Discussion in 'Math' started by 0001T, Mar 20, 2007.

1. ### 0001T Thread Starter Member

Feb 28, 2007
15
0
I am trying to solve this cross product; 3 vertices p1=(0,0,3), p2=(4,0,0) & p3=(0,4,3) given, I need to find the normal of the surface bounded by these 3 vertices.

I was told answer is (3,0,4) but my attempts kept leading me to (12,0,16)

here's what I did.

normal = (p1-p2) x (p3-p2) = [(0,0,3)-(4,0,0)]x[(4,0,0)-(0,4,3)] = (-4,0,3)X(4,-4,-3)

normal = (12,0,16)

where did i go wrong?

2. ### Papabravo Expert

Feb 24, 2006
10,137
1,786
Isn't
(12,0,16) = 4 * (3,0,4)
so those two vectors are colinear.

I think the direction is the important thing and not the magnitude. I could be wrong though.

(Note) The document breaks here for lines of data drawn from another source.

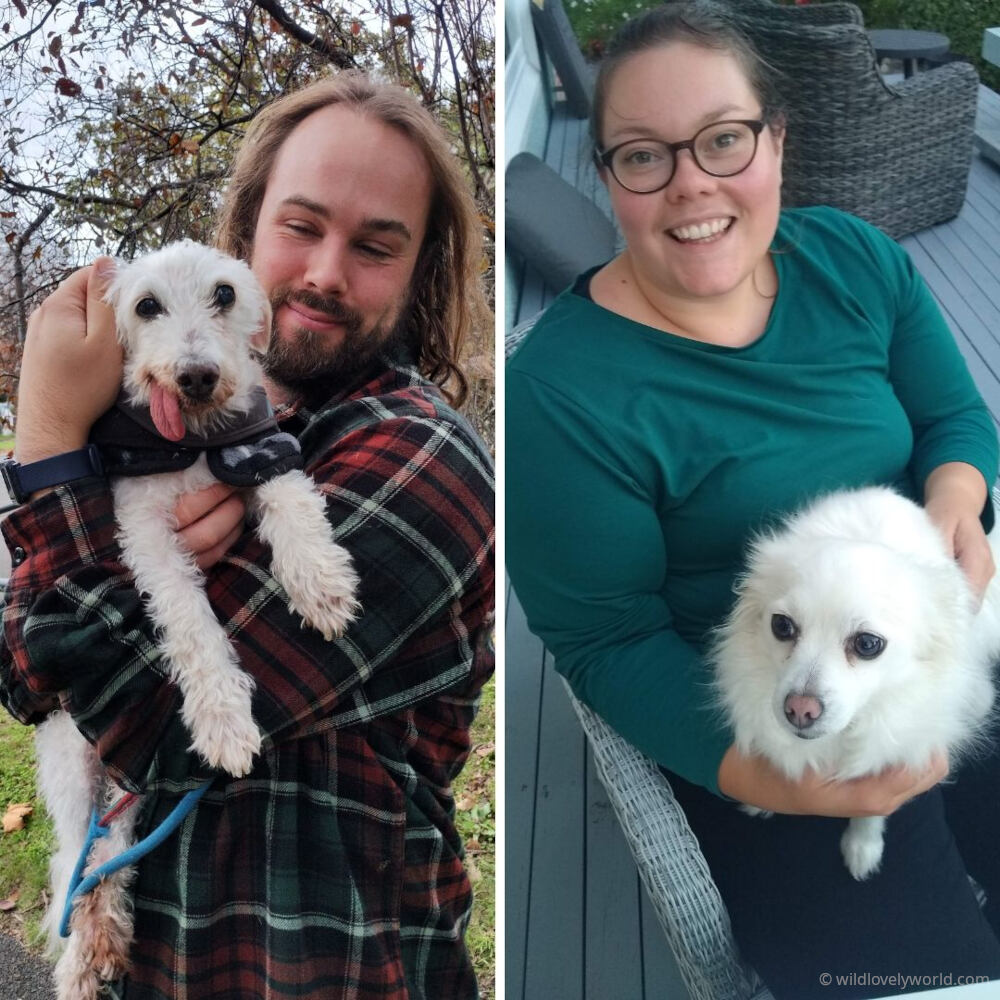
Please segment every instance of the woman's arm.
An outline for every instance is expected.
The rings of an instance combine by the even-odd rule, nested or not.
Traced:
[[[776,813],[889,816],[947,775],[947,758],[936,755],[924,771],[893,767],[849,781],[833,781],[807,771],[793,781],[765,758],[748,756],[730,747],[719,766],[719,791],[738,802]]]
[[[653,498],[594,412],[507,373],[507,567],[576,696],[630,743],[714,790],[732,742],[663,596]]]
[[[983,474],[965,462],[939,465],[924,484],[924,508],[980,601],[996,571],[981,519],[987,496]]]

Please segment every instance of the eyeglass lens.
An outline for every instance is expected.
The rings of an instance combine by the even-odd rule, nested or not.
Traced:
[[[741,122],[715,122],[692,140],[695,162],[707,174],[730,177],[745,170],[753,160],[757,136]],[[656,191],[669,183],[676,153],[656,139],[636,139],[615,150],[611,170],[631,191]]]

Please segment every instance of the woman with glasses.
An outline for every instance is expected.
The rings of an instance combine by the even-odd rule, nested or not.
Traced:
[[[977,817],[946,817],[935,787],[947,763],[792,782],[732,746],[703,656],[748,538],[833,489],[922,501],[982,592],[997,441],[949,329],[878,230],[781,210],[780,104],[717,11],[626,24],[591,128],[625,249],[507,368],[507,556],[529,625],[577,696],[667,770],[776,997],[1000,977],[949,826],[975,834]],[[855,881],[842,817],[896,810],[882,871]],[[1000,873],[974,874],[1000,900]]]

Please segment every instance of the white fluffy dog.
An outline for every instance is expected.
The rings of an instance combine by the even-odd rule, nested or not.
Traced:
[[[331,537],[323,496],[293,468],[294,439],[277,430],[259,387],[250,343],[269,333],[270,309],[250,269],[185,241],[119,265],[107,299],[125,373],[117,407],[99,422],[95,437],[111,442],[106,455],[123,559],[158,626],[164,665],[183,696],[192,749],[210,766],[244,775],[260,749],[251,715],[253,680],[240,669],[208,602],[201,571],[178,543],[177,499],[218,478],[253,486],[249,510],[257,535],[271,548],[272,571],[289,607],[327,638],[356,614],[358,580],[349,555]],[[123,427],[124,443],[115,444]],[[178,456],[185,467],[176,467]],[[174,471],[152,471],[164,457]],[[129,468],[115,475],[119,462],[119,472],[137,463],[143,474]],[[121,790],[65,713],[41,725],[36,742],[40,787],[59,841],[47,917],[50,939],[58,943],[92,807],[103,811]],[[88,871],[131,844],[137,811],[126,810],[111,823],[110,835],[96,841]],[[130,878],[123,869],[75,904],[69,943],[56,967],[59,1000],[93,1000],[100,980],[127,968]]]
[[[977,613],[911,501],[883,488],[818,500],[753,543],[736,591],[711,655],[742,752],[793,779],[849,779],[920,769],[935,751],[954,763],[983,738],[1000,585]],[[856,879],[877,871],[885,822],[849,821],[841,851]]]

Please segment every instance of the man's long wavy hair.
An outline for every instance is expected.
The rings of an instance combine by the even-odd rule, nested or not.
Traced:
[[[314,111],[344,104],[402,132],[424,155],[433,180],[427,233],[413,271],[404,319],[420,372],[461,406],[468,382],[462,345],[477,323],[489,322],[480,279],[479,213],[443,129],[406,90],[344,72],[279,98],[254,119],[233,164],[215,231],[215,245],[250,260],[257,217],[278,150]]]

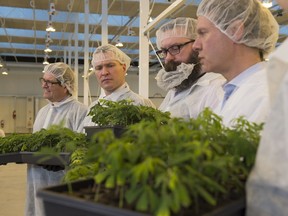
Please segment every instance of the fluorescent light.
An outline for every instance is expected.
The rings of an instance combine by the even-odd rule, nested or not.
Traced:
[[[3,71],[2,75],[8,75],[7,71]]]

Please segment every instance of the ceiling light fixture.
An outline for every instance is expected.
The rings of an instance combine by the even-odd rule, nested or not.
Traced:
[[[43,61],[43,65],[48,65],[49,64],[49,62],[48,62],[48,60],[47,60],[47,56],[45,56],[44,57],[44,61]]]
[[[44,49],[45,53],[50,53],[52,52],[52,49],[49,48],[49,46],[46,46],[46,48]]]
[[[262,5],[266,8],[270,8],[273,4],[271,0],[262,0]]]
[[[47,61],[47,59],[43,61],[43,65],[48,65],[48,64],[49,62]]]
[[[4,60],[0,57],[0,68],[4,67]]]
[[[115,46],[116,47],[123,47],[123,43],[121,43],[121,41],[118,39]]]
[[[46,31],[47,32],[55,32],[56,31],[56,29],[52,26],[52,22],[51,21],[48,22]]]
[[[8,69],[3,67],[2,69],[2,75],[8,75]]]

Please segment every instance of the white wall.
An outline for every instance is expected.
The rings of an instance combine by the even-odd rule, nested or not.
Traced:
[[[39,82],[39,78],[42,77],[43,66],[19,64],[8,68],[8,75],[0,74],[0,123],[1,120],[4,120],[3,129],[6,133],[31,132],[29,121],[34,121],[37,111],[47,103],[42,98],[42,88]],[[80,70],[79,72],[81,73]],[[149,98],[158,107],[166,92],[157,86],[156,74],[157,72],[155,71],[150,72]],[[138,79],[137,70],[128,71],[126,80],[130,88],[136,93],[138,93]],[[93,101],[100,94],[100,87],[94,75],[89,77],[89,86],[91,101]],[[78,95],[79,101],[83,101],[83,78],[81,74],[79,75]],[[29,100],[31,98],[34,104],[32,111],[31,107],[29,108]],[[13,118],[12,115],[14,110],[16,111],[16,118]],[[31,112],[33,112],[32,119],[30,117]]]

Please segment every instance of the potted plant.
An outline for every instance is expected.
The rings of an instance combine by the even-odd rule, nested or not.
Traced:
[[[133,104],[130,99],[120,101],[109,101],[100,99],[89,111],[92,122],[97,126],[86,126],[85,133],[90,139],[93,134],[111,129],[116,137],[120,137],[128,125],[140,122],[142,119],[154,121],[162,119],[166,121],[170,118],[170,113],[161,112],[153,107]]]
[[[68,183],[39,191],[46,215],[244,215],[263,125],[236,122],[226,128],[205,110],[190,121],[143,120],[120,138],[98,133],[75,156]],[[232,210],[219,209],[226,203]]]

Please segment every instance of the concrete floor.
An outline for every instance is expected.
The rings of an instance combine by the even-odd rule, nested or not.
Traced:
[[[24,215],[26,168],[26,164],[0,165],[0,216]]]

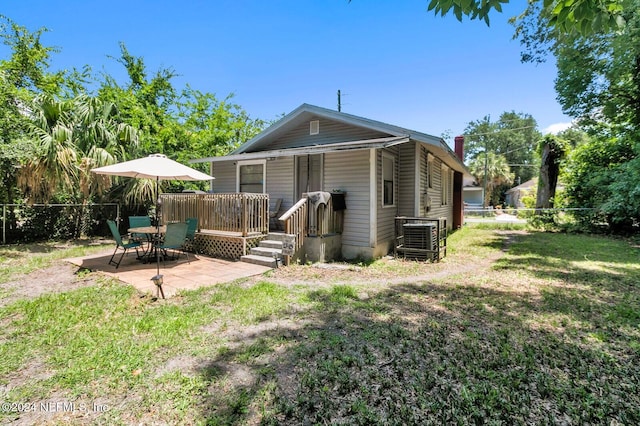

3. ### recca02 Senior Member

Apr 2, 2007
1,211
0
i agree in vectors the above two values can be treated as the correct answer
since a normal has direction not magnitude
if i am not wrong u can have a answer (-3,0,-4)

4. ### kourosh New Member

Aug 24, 2007
5
0
NO guys! Cross product gives a magnitude that is sometimes very significant! Although, one may not care about it.
You can cross product 2 vectors, not 3.
p1*p2=[0,12,0]
and that cross p3 = [36,0,0]
where "*" represents a cross product
Note: 3 arbitrary 3d vectors may NOT even be on a plane!
I still am not sure what you need to know so good luck.

5. ### star Member

Dec 18, 2006
19
0
kourosh - I think p1,p2,p3 are co-ordinates on an x,y,z plane, as they are just three vectors from the origin. Hence, they define the plane that all three are on.

i agree too that the two answers (3,0,4) and (12,0,16) are equally valid.